You cannot control backup schedules.  We schedule backups to run SEQUENTIALLY in order to avoid over-taxing your server with multiple simultaneous backups.  So we start the backup job at a specific time and then run through all the sites one at a time.

If you really really want to control the start time of the job you can edit its cron manually from the command line.  But you will not be able to control the start time for an individual site – unless you only have a single site on the server.


Controlling Costs on Amazon S3

If you’re worried about the costs of backups on S3, we suggest doing the following to keep the costs as low as possible:

  • Create a life cycle rule on the bucket
  • Set up the life-cycle rule to apply to files that are older than, say, 45 days
  • Configure the rule to move your files to amazon DEEP GLACIER.

Amazon has made creating life cycle rules on buckets very easy on their S3 console.

Deep Glacier fees are $0.00099 per gigabyte.  Note: Deep Glacier and Glacier are two different storage types.  Glacier charges are 0.004  per gigabyte.

After one year you can start purging your files if you like.  But, given the costs it might not be worth the time.  At $0.00099 per gigabyte, 10 terabytes of storage costs $10.00 per month.

Deep Glacier is appropriate for files you will not use on a regular basis.  It is recommended for files that you will use once every six months or so.  Retrieval times for data moved to this storage level is measured in HOURS.  So you don’t want to move your recent backups there.  But after you have accumulated a few weeks of backups you can probably move your older backups there.

What’s the downside?  There are three that should be considered:

  • Amazon expects that you keep your Deep Glacier files for at least six months.  If you delete files before then you will still be charged for at least six months of storage for the deleted files.
  • There is the issue of data retrieval times that we mentioned earlier – it is measured in HOURS – as long as 12 hours.
  • There is a slightly higher chance of a single file being corrupted – hence you should make sure that you always have multiple backups in there.

Best Practices For S3 Credentials

If you use your S3 account for more than just backups, we strongly suggest that you create a unique set of IAM credentials just for WPCD.Cloud Backups.

For even better security, you can create a different set of IAM credentials for each site.

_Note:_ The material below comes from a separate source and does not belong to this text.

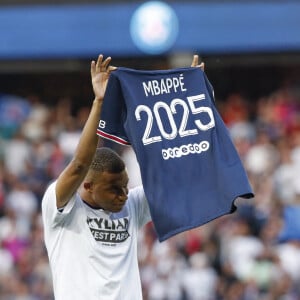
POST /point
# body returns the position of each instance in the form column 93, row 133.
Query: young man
column 90, row 219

Each credential set should have restricted access to just that site’s bucket or folder.  If you do this, you will need to configure backups for each site individually instead of using the option to backup all sites.


S3 Compatible Endpoints

We allow you to enter an alternative S3 endpoint URL.  This allows you to use services such as Backblaze and DigitalOcean instead of AWS S3.  However, if you use these options support will be limited since we’re not experts in all the services that offer S3 endpoints.